Chronic Pain: New Research, New Treatments
WebMD talks to Scott M. Fishman, MD, president of the American Pain Foundation
Q: What new chronic pain treatments are you particularly excited about?
A: One has to do with teaching patients how to overcome their pain. We know
that the human mind can create pain but that it also has enormous power to take
it away; we can teach people skills that were known to Buddhists hundreds or
thousands of years ago.
It's the same focusing technique athletes use to help them improve their
performance. Take Lance Armstrong on that last hill of the Tour de France. Even
though his legs are burning, he can divert his attention from the pain to the
goal of performance. And you can do this with many different techniques. In
this case, he's used a cognitive technique to change the internal message,
"I'm hurting, I better stop" to "I better keep going but perform
differently." A pain psychologist teaches these techniques.
What I tell my patients is that pain psychologists are really coaches.
They're not there to diagnose an illness but to help you learn techniques to
use your brain better -- just like you would go to a physical therapist to
learn techniques to use your body better. It's the same thing.

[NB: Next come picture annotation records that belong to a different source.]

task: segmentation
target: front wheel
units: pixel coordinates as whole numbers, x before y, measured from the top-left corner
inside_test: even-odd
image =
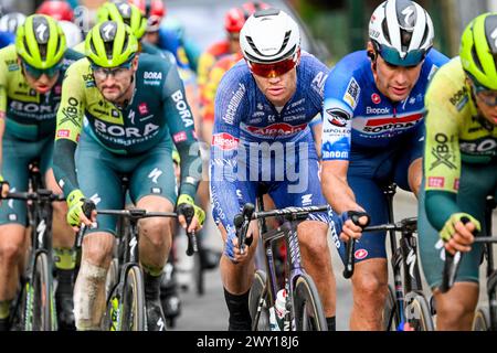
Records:
[[[488,308],[478,308],[473,320],[473,331],[490,331],[490,312]]]
[[[422,295],[410,292],[405,296],[404,315],[412,331],[434,331],[430,306]]]
[[[25,285],[24,330],[56,331],[53,284],[45,253],[36,255],[32,276]]]
[[[387,301],[383,308],[383,329],[385,331],[396,331],[399,327],[399,312],[396,311],[395,293],[392,286],[389,286]]]
[[[248,292],[248,312],[252,318],[252,331],[269,331],[269,311],[264,296],[266,274],[256,270]]]
[[[121,308],[123,331],[146,331],[144,275],[138,266],[126,272]]]
[[[299,276],[293,292],[296,331],[327,331],[325,311],[316,285],[309,275]]]

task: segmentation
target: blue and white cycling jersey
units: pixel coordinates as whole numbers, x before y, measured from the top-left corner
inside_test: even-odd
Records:
[[[233,217],[245,202],[255,201],[261,184],[269,190],[277,207],[326,203],[309,122],[322,109],[328,68],[303,52],[296,73],[296,92],[284,107],[267,100],[244,61],[221,79],[210,180],[213,217],[229,235],[234,233]]]
[[[447,61],[432,49],[411,94],[392,103],[377,88],[367,51],[343,57],[325,85],[322,160],[349,160],[353,148],[393,146],[404,133],[421,128],[426,86]]]
[[[322,160],[349,161],[347,182],[370,225],[388,222],[384,185],[410,191],[409,169],[423,156],[424,95],[436,69],[448,58],[431,50],[410,95],[393,103],[378,90],[366,51],[343,57],[325,84]],[[340,256],[345,246],[334,232]],[[357,263],[385,258],[384,232],[366,233],[356,243]]]

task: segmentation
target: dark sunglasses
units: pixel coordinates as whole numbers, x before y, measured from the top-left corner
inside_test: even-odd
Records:
[[[248,62],[248,67],[251,68],[252,73],[257,76],[274,78],[284,75],[292,68],[294,68],[297,65],[297,61],[298,55],[293,55],[292,57],[272,64]]]
[[[24,67],[27,74],[35,79],[39,79],[42,75],[46,75],[49,76],[49,78],[52,78],[53,76],[55,76],[57,73],[61,72],[62,61],[60,61],[59,63],[49,68],[36,68],[34,66],[31,66],[24,61],[22,61],[22,66]]]

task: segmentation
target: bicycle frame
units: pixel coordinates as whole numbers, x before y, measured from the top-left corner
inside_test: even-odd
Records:
[[[394,223],[393,216],[393,196],[395,194],[396,185],[394,183],[389,184],[384,190],[388,202],[389,212],[389,225],[387,226],[371,226],[367,231],[371,232],[374,229],[387,229],[390,238],[391,248],[391,268],[393,272],[393,282],[395,287],[395,312],[400,322],[405,322],[406,318],[404,314],[405,307],[405,293],[417,292],[423,295],[423,285],[421,280],[421,272],[419,267],[419,256],[417,256],[417,240],[413,236],[416,232],[416,220],[405,218],[400,222],[400,224]],[[396,239],[396,232],[401,233],[401,237]],[[366,229],[364,229],[366,232]],[[403,268],[403,279],[402,269]]]
[[[261,200],[260,200],[261,202]],[[260,206],[261,208],[261,206]],[[313,208],[313,207],[308,207]],[[313,212],[322,212],[326,211],[326,206],[322,207],[314,207],[316,208]],[[254,322],[258,321],[261,315],[261,309],[266,303],[266,306],[273,307],[275,303],[276,293],[278,291],[278,281],[275,269],[275,258],[273,254],[273,244],[281,238],[285,239],[285,245],[287,249],[286,264],[285,264],[285,290],[287,293],[292,293],[295,288],[296,280],[299,276],[306,274],[303,265],[302,265],[302,256],[300,256],[300,247],[297,235],[297,225],[307,218],[309,212],[307,213],[282,213],[279,210],[274,211],[261,211],[255,212],[252,216],[253,220],[260,220],[263,224],[263,229],[265,229],[264,218],[268,216],[283,215],[286,222],[281,225],[276,229],[272,229],[269,232],[265,232],[261,234],[262,246],[264,249],[264,260],[266,272],[268,274],[266,279],[266,285],[264,287],[263,295],[261,296],[261,300],[258,302],[258,310],[256,317],[254,318]],[[287,296],[286,303],[286,315],[284,319],[284,331],[290,330],[290,312],[294,309],[293,296]],[[289,300],[289,301],[288,301]],[[293,313],[295,317],[295,313]]]
[[[17,302],[14,304],[14,312],[18,312],[19,306],[21,304],[21,298],[23,298],[24,290],[29,290],[27,295],[27,301],[31,300],[31,288],[33,281],[33,270],[35,268],[35,261],[40,254],[46,254],[46,258],[49,261],[49,268],[53,268],[53,258],[52,258],[52,202],[54,201],[64,201],[65,199],[62,195],[55,195],[51,190],[41,189],[42,179],[39,171],[34,171],[33,168],[30,170],[29,174],[29,184],[31,186],[32,193],[30,192],[14,192],[9,193],[8,199],[22,200],[27,202],[28,215],[31,227],[31,253],[28,264],[28,270],[25,271],[25,277],[21,277],[21,292],[17,297]],[[52,282],[52,271],[49,271],[49,285],[52,287],[50,292],[53,293],[53,282]],[[56,329],[56,312],[54,306],[53,296],[47,300],[52,301],[51,306],[53,308],[52,312],[52,329]],[[27,330],[31,330],[30,327],[30,315],[31,312],[28,312],[30,308],[25,308],[25,312],[23,313],[23,327]],[[28,319],[27,319],[28,318]],[[12,320],[14,318],[12,317]]]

Q: You're describing a mind/body way of dealing with chronic pain.
A: Yes. You can't have pain without a mind, so it's all connected. My
patients are always afraid I'm going to think their pain is all in their head,
that they have a mental illness rather than a
physical illness, and ignore the real problem. I try to counsel them that it's
quite the opposite, that any pain requires a mind and you can't have pain
without a head; so recognizing that opens up all sorts of opportunities to help
cope and reduce suffering.
I think of mind/body approaches as techniques that tap into the body's own
pharmacy. Things like mindfulness and biofeedback and cognitive behavioral
retraining, or guided imagery, even self-hypnosis. Things like acupuncture and
massage. We don't know how these
things work but we're certain they're helpful.
Q: What new chronic pain drugs are in the pipeline?
A: I'm very pleased we are coming up with ways to deliver drugs that are
less of a burden on patients. There are now several long-acting (also called
sustained-release) products that patients don't have to take every three or
four hours and be constantly thinking about when to take the next pill.